A subset of a topological space $X$ is called nowhere dense in $X$ if the interior of its closure is empty.
A subset of a topological space $X$ is called the first category (or meagre) in $X$ if it is a union of countably many nowhere dense subsets.
A subset of a topological space $X$ is called the second category (or nonmeagre) in $X$ if it is not of first category in X.
$G$ is a topological group, $A$ and $B$ are the subsets of $G$, we denote $AB$=$\{ab:a \in A, b\in B \}$, and $A^{-1}=\{a^{-1}: a \in A\}$.
My question is:
Let $G$ be a locally compact (Hausdorff) topological group, and $A$ and $B$ are two Borel subsets(generated by open subsets) of the second category in $G$, then $AB^{-1}$ must contain a non-void open subset.

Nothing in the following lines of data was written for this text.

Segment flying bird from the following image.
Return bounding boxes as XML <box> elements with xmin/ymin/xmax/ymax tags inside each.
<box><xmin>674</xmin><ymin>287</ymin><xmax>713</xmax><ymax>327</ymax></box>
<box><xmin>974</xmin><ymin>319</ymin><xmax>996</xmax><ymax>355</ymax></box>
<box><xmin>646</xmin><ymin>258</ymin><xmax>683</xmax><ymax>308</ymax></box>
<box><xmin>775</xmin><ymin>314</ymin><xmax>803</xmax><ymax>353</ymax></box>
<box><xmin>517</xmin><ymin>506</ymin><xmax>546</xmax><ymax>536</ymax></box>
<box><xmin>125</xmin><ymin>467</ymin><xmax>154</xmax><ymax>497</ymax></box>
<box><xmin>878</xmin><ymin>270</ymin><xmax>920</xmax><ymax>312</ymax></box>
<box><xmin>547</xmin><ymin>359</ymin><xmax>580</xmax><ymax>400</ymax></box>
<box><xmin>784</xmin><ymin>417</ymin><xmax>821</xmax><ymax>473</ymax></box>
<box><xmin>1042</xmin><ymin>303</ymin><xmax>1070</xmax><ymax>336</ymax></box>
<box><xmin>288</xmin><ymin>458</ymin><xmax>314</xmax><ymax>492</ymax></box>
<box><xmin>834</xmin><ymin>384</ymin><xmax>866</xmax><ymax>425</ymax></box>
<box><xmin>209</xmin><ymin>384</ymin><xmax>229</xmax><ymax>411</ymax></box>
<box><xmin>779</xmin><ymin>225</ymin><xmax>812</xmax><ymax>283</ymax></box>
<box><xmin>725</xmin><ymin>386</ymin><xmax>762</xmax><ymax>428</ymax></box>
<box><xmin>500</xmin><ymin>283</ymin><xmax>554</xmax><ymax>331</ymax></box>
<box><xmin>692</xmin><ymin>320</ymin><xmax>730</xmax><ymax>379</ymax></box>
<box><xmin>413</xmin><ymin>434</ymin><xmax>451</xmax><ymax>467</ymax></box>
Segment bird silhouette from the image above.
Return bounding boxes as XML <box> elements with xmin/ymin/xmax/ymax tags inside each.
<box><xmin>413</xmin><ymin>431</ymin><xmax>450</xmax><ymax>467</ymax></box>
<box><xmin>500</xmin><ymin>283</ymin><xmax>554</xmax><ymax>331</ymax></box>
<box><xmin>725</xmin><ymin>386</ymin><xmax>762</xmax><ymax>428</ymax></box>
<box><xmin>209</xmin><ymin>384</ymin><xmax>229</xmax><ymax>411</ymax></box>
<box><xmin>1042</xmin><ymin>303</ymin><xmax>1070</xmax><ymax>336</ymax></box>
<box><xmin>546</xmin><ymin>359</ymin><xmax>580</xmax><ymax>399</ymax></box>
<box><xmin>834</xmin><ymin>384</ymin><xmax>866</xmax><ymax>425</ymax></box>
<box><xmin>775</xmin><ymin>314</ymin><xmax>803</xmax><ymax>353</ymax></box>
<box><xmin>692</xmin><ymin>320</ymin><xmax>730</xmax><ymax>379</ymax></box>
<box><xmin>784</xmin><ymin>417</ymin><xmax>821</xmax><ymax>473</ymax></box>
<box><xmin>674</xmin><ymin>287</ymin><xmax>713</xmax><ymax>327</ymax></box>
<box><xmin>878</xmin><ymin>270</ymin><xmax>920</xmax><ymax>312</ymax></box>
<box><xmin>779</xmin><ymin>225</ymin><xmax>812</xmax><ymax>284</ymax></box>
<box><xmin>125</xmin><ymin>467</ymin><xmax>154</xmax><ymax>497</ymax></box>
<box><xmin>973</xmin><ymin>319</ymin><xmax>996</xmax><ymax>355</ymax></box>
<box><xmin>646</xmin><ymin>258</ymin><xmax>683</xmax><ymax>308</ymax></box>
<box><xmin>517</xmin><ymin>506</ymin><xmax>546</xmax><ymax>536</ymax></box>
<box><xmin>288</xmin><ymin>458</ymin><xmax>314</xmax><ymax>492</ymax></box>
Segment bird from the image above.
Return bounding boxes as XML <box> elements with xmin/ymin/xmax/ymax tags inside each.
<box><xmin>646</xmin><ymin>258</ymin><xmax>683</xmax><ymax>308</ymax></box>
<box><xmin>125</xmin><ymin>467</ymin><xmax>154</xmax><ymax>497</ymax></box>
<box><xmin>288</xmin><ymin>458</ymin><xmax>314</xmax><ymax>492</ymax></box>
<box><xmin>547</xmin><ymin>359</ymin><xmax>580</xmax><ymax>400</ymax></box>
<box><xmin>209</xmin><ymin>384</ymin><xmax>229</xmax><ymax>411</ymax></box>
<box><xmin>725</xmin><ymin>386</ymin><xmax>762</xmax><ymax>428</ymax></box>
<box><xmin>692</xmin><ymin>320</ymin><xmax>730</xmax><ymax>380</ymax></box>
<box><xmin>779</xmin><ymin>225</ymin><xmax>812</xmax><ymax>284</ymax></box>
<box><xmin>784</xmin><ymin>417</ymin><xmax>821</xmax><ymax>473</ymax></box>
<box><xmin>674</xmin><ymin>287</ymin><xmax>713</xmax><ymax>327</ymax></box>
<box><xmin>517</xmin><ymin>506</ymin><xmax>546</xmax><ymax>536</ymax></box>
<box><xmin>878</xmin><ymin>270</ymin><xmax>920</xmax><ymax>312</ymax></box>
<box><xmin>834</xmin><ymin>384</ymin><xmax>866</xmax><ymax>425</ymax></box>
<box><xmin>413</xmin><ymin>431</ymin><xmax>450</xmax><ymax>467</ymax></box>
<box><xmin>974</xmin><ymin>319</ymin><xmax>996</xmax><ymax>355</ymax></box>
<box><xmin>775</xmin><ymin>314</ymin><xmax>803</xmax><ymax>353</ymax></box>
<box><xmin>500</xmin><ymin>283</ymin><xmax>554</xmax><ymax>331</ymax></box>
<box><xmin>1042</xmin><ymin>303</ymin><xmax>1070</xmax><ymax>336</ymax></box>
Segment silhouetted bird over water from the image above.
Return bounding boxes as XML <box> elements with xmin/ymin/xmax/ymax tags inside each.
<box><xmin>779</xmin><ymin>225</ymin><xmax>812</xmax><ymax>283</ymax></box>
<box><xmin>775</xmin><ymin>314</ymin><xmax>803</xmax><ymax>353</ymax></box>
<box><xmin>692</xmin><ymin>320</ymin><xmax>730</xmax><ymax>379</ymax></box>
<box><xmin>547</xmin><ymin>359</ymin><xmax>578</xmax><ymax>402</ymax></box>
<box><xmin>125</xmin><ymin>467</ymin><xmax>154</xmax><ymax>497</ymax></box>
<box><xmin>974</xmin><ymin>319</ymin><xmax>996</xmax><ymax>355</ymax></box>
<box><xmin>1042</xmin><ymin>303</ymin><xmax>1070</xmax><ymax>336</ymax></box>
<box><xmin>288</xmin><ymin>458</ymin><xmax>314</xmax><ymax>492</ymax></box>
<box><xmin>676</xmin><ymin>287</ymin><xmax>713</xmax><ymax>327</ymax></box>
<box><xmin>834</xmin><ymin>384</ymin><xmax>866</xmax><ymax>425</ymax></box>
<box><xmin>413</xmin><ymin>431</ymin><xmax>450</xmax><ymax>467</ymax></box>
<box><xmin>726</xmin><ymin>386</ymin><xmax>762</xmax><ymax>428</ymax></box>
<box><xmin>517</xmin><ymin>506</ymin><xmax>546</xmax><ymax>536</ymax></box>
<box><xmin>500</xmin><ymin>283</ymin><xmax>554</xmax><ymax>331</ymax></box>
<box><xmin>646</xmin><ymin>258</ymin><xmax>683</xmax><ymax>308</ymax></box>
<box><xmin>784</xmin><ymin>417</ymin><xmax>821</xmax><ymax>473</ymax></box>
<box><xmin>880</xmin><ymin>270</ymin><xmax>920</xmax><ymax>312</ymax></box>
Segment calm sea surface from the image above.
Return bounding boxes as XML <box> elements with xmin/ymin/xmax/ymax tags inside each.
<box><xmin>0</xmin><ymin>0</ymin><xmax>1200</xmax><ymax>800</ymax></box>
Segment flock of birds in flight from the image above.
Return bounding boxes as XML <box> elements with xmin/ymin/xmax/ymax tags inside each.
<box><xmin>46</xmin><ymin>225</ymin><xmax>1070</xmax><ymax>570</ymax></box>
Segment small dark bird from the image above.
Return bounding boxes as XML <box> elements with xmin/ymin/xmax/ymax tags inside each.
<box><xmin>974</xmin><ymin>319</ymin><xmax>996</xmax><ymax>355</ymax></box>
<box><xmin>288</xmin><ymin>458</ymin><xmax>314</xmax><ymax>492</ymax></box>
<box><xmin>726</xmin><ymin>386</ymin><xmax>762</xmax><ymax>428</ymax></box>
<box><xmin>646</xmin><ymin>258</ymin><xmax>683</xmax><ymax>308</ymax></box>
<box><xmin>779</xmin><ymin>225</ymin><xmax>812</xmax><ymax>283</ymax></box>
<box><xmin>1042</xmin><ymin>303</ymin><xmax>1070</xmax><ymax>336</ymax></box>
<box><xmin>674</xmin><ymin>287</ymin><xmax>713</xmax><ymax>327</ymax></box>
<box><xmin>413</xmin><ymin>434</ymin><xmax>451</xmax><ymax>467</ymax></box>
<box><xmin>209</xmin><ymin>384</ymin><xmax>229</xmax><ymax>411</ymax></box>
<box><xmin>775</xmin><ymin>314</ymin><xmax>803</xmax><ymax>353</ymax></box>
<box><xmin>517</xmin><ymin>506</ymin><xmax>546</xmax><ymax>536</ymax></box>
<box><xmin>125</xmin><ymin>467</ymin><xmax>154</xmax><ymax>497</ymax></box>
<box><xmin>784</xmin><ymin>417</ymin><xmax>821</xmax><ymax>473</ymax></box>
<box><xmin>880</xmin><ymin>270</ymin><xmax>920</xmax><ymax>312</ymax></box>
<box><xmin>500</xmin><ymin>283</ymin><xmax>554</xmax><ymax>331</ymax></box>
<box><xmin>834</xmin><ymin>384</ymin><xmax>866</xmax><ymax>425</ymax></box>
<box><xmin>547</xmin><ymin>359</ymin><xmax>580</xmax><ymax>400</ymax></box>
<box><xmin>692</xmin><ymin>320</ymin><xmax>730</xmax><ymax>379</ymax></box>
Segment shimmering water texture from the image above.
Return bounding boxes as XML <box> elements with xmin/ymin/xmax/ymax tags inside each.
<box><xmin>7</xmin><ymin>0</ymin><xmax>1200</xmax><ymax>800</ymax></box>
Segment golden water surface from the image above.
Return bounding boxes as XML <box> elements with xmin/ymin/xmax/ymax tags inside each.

Is there any reference book about this proposition?
Thanks in advance.
I recall that a subset $B$ of a topological space $X$ has the Baire Property in $X$ if $B$ contains a $G_\delta$-subset $C$ of $X$ such that $B\setminus C$ is meager in $X$. By [Kech, 8.22] each Borel subset of a space $X$ has the Baire Property in $X$. By Banach-Kuratowski-Pettis Theorem (see [Kel, p.279] or [Kech 9.9]), for any subset $B$ of a topological group the set $BB^{-1}$ is a neighborhood of the identity $e$ provided $B$ is non-meager and has the Baire Property in the group.
References
[Kech] A. Kechris. Classical Descriptive Set Theory, – Springer, 1995.
[Kel] J. Kelley. General Topology. -- M.: Nauka, 1968 (in Russian).